A mixed bed exchanger has both cation and anion resin mixed together in a single vessel. As water flows through the resin bed, the ion exchange process is repeated many times, "polishing" the water to a very high purity. During regeneration, the resin is separated into distinct cation and anion fractions. The resin is separated by backwashing, with the lighter anion resin settling on top of the cation resin.
Regenerant acid is introduced through the bottom distributor, and caustic is introduced through distributors above the resin bed. The regenerant streams meet at the boundary between the cation and anion resin and discharge through a collector located at the resin interface. Following regenerant introduction and displacement rinse, air and water are used to mix the resins. Then the resins are rinsed, and the unit is ready for service.

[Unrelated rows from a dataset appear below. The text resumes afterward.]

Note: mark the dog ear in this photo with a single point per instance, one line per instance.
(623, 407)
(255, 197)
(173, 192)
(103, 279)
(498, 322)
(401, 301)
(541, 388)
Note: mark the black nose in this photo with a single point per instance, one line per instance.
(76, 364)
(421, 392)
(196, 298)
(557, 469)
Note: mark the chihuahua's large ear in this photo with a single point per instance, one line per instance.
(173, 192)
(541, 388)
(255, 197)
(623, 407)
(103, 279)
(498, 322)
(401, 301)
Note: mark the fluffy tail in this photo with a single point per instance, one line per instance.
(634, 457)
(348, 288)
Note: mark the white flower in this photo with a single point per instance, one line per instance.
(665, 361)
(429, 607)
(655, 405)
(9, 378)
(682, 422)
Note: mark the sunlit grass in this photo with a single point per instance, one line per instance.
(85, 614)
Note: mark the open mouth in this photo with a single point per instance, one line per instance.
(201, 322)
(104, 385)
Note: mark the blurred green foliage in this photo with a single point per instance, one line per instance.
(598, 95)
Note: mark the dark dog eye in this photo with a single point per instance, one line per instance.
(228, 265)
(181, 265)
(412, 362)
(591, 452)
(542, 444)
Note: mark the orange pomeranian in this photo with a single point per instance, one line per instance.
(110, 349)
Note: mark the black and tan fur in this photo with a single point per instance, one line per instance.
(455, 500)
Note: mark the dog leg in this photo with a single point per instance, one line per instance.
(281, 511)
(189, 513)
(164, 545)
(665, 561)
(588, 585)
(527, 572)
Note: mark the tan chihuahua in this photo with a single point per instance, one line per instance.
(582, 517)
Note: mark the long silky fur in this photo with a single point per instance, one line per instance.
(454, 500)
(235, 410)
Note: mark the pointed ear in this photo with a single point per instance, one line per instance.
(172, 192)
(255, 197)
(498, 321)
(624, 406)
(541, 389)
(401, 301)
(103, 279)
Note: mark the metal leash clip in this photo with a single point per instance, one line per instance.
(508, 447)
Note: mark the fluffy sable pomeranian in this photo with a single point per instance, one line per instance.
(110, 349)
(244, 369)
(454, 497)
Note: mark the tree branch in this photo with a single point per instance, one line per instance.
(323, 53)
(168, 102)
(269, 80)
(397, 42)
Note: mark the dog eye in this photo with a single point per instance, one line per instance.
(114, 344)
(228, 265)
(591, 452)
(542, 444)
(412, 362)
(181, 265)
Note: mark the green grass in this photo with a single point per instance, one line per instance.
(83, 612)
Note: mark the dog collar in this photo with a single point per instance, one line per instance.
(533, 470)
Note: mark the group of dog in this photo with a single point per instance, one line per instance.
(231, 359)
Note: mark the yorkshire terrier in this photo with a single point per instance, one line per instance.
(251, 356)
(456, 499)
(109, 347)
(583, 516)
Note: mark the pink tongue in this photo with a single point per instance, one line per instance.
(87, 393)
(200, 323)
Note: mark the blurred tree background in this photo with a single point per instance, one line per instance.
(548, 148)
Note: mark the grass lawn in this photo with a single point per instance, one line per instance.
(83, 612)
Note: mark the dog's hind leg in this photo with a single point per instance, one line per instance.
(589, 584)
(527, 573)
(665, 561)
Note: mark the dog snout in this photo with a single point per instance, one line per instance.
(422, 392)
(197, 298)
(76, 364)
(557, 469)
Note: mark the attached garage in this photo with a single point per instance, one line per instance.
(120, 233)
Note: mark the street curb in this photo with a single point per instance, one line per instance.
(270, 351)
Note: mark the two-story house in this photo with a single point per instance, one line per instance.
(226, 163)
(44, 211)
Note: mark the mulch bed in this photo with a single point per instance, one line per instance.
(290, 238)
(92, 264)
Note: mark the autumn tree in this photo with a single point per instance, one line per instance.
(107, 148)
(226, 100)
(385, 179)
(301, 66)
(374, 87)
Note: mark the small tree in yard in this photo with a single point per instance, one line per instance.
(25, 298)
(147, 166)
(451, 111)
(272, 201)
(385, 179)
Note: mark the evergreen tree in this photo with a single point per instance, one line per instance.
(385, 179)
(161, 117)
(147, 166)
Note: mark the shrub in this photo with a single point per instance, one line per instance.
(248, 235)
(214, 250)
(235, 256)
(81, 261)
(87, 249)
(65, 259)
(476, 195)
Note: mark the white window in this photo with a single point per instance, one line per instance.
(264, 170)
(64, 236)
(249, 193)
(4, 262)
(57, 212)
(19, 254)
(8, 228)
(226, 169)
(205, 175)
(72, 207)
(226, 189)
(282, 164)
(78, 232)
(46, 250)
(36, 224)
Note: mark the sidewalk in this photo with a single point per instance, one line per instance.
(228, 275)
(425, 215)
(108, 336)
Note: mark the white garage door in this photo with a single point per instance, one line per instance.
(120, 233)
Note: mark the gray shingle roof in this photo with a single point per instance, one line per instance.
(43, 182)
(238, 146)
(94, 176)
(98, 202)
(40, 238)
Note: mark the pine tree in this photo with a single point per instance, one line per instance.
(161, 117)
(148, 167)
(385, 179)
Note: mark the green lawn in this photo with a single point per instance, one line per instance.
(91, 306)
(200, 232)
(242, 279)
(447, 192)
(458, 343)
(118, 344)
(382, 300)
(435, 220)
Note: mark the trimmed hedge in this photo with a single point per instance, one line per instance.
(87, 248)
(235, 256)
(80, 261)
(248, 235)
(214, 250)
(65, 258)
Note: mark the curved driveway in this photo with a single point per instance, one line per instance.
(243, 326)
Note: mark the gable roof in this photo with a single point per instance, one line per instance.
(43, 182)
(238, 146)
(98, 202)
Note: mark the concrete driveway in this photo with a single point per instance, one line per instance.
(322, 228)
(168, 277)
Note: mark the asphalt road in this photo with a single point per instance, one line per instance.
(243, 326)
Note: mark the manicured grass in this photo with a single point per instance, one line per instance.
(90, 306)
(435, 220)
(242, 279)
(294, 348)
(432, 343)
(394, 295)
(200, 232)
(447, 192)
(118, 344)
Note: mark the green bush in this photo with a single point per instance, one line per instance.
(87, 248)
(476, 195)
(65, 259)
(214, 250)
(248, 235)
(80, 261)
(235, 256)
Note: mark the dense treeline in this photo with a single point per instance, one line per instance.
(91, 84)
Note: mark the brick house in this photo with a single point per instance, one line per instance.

Counterflow and mixed bed systems produce a purer water than conventional cation-anion demineralizers, but require more sophisticated equipment and have a higher initial cost. The more complicated regeneration sequences require closer operator attention than standard systems. This is especially true for a mixed bed unit.
Coagulation is the destabilization of colloids by neutralizing the forces that keep them apart. Cationic coagulants provide positive electric charges to reduce the negative charge (zeta potential) of the colloids. As a result, the particles collide to form larger particles (flocks).Coagulation, thus, implies formation of smaller compact aggregates. Rapid mixing is required to disperse the coagulant throughout the liquid.
Care must be taken not to overdose the coagulants as this can cause a complete charge reversal and restabilize the colloid complex.